Sewer, water rates on way up in N.O.

Sewerage & Water Board customers will begin receiving larger bills starting in January after the City Council voted Thursday to increase rates for water and sewer services.

The 5-2 vote happened despite recent pleas for a deferral by Council President Stacy Head and others who argued the decision was being made too hastily and before public discussions on the matter. Other council members, though, and the Landrieu administration said that the city can’t wait any longer to take action on funding repairs.

District E Councilman Ernest Charbonnet joined Head in voting against the increases, agreeing that more time was necessary before making a decision.

The plan calls for raising rates 10 percent each year for the next seven years and is expected to generate $583 million as the S&WB begins rebuilding its finances and enacting a $3.3 billion rehabilitation project of its aging and deteriorating infrastructure.

According to officials, the average monthly residential bill, based on 5,300 gallons, will increase from $52.50 this year to $112.67 in 2020. An amendment to the ordinances calls on the S&WB to work with low-income customers who will have trouble paying the higher bills.

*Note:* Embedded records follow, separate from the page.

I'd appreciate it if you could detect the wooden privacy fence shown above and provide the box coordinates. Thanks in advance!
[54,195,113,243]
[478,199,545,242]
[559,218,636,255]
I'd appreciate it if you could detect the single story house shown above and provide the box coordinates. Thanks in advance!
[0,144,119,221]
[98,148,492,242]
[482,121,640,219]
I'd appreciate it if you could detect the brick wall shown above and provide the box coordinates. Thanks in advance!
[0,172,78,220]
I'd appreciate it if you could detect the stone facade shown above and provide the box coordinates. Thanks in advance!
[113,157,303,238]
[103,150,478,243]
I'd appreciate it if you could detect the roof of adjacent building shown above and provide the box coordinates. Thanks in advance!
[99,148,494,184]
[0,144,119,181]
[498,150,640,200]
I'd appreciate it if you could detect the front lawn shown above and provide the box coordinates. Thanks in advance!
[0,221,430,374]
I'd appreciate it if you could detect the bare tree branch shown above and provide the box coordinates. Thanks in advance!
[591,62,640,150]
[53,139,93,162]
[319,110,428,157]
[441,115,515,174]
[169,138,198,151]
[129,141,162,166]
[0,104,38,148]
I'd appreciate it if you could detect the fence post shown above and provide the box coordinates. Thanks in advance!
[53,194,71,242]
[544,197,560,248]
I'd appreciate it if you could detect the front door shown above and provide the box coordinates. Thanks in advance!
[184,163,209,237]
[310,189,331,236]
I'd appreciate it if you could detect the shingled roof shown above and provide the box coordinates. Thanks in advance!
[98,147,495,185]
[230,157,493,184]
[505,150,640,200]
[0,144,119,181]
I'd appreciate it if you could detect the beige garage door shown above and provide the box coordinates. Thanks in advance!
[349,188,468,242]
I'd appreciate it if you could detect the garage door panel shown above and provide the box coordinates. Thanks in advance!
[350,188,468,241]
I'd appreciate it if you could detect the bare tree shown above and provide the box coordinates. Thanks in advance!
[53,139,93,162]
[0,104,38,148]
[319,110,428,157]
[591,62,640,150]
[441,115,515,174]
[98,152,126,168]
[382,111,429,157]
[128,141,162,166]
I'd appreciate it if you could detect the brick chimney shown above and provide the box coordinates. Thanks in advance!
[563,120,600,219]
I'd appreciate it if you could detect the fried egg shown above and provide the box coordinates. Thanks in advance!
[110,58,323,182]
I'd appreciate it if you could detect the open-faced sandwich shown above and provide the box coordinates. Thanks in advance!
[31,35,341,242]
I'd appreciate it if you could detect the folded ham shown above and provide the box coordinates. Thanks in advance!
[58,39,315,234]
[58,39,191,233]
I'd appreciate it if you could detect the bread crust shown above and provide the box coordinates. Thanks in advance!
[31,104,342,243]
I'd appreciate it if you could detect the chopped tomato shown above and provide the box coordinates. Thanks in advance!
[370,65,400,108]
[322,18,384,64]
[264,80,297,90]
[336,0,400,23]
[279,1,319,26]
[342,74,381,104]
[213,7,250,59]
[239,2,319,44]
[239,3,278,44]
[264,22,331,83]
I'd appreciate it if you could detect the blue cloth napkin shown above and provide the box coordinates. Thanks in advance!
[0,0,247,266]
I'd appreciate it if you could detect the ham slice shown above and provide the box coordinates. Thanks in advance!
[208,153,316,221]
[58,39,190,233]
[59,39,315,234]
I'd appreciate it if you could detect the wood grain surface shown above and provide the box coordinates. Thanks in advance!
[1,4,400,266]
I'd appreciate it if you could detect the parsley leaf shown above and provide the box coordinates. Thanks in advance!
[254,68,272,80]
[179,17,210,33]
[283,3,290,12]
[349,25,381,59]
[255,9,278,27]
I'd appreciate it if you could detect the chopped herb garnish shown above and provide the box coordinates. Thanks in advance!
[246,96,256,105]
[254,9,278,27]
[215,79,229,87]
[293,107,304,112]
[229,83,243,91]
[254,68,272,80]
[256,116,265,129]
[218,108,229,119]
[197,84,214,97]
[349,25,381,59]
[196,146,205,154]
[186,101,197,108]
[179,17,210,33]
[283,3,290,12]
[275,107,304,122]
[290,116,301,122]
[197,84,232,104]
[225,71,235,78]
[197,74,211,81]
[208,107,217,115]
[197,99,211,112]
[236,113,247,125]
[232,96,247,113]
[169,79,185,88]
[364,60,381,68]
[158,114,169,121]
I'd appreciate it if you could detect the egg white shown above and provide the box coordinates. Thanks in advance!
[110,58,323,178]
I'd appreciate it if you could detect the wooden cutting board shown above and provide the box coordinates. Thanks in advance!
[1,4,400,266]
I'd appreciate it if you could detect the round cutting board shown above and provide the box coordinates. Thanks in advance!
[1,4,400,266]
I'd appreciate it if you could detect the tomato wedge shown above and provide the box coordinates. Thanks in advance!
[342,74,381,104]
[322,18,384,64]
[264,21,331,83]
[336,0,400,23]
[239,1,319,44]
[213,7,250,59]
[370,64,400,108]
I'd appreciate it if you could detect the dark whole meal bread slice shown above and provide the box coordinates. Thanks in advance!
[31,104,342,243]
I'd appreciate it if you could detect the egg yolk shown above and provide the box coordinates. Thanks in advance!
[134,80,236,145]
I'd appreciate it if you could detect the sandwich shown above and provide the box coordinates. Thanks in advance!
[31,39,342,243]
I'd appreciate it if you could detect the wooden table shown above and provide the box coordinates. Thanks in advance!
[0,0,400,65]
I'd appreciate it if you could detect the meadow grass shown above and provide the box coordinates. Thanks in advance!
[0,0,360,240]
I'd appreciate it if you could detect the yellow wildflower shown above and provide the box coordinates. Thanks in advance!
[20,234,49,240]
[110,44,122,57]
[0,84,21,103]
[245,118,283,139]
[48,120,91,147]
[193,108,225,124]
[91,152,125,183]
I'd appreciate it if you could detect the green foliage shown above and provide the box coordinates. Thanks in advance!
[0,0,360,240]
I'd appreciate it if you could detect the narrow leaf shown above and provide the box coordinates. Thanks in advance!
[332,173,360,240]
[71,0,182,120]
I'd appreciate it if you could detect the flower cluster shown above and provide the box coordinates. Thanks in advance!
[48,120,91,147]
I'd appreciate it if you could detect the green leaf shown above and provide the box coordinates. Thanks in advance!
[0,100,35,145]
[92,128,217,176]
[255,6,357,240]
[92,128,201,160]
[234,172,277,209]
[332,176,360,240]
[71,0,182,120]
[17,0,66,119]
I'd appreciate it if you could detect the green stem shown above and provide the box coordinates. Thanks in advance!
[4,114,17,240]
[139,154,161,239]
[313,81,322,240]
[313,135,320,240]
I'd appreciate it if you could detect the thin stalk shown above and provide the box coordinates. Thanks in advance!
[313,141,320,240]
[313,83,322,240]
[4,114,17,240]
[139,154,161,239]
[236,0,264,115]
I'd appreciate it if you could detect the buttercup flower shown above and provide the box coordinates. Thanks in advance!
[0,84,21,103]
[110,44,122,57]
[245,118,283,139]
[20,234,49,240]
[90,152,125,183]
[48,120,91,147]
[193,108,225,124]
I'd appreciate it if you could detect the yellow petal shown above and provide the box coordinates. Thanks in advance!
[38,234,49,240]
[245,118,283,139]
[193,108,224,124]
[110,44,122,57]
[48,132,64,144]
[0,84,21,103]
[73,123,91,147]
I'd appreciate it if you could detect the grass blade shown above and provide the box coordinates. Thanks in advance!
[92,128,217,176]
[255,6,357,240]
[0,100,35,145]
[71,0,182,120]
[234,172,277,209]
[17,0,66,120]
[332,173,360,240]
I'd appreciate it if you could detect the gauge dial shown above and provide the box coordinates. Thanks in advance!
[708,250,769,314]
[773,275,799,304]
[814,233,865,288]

Business customers will see substantial increases by the end of the eight-year period, according to estimates by the Bureau of Governmental Research. Small businesses’ bills would go up from an average of $215.56 in 2012 to $462.33 in 2020, while light industrial businesses would see an increase from $2,955.66 to $6.336.05. Large industrial bills would soar from $54,549.27 to $116,631.07, according to the BGR.

The rate increases begin Jan. 1.

There was little disagreement that the increases, while large, were necessary. Head, however, had pressed for a delay in the vote. She contended a decision that will result in doubled bills needed more public vetting and insisted several questions she had about the increases were not answered.

Mayor Mitch Landrieu responded that there were nearly three dozen meetings about the rate increases during the past several years and on Thursday told the council that the vote might be the most important one its members would cast.

“What today really is about is political leadership,” Landrieu said.

Responding to concerns from Head and the BGR about how the money will be spent, Landrieu said he will work to make sure spending is done properly.

“We are committed to ensure no dollar is wasted,” he said.

That, however, wasn’t enough for some citizens who want to see change of the board’s management before handing over more of their money to the utility.

Viola Washington, who spoke on behalf of the New Havana Place Neighborhood Association, said she was skeptical that the current leadership would be good stewards of the money, citing how some hurricane disaster recovery funds were spent.

“Look at what happened to the Road Home dollars,” she said. “The same thing’s gonna happen here.”

The council aimed to tie a proposed governance revamp to the ordinances that will allow the rate increases by amending the legislation to “strongly request” that the changes be made.

Because the S&WB is a state political subdivision, any change to its governance must be approved by the state Legislature, which means the earliest changes could happen would probably be next fall. There are several proposals about what the new structure might look like, but most call for a smaller board, shorter terms and the removal of City Council members and the mayor.

That late amendment, written Wednesday, is what Charbonnet said led him to vote against the increase.

“If we can improve this overnight, imagine what we can do in a few days or in a week or two,” he said.

Another concern some people voiced was that Charbonnet and Councilwoman Diana Bajoie would be voting on a long-term increase but will be gone within days since they are interim council members. A runoff election Saturday will decide the permanent replacements for those district seats.

Despite concerns the council heard on Thursday and during a meeting on Wednesday, several members said they couldn’t justify putting off the decision since the infrastructure is in such bad condition and dug in their heels on their decisions to approve the rate increases.

“We are, in effect, a ticking time bomb,” Councilwoman Susan Guidry said.

Council Vice President Jackie Clarkson, who pushed hard to ensure the vote happened on Thursday, said that for too long there have been delays.

“We now find ourselves in crisis,” she said.

Head said she has scheduled a Public Works Committee meeting for March in an effort to make the S&WB more accountable.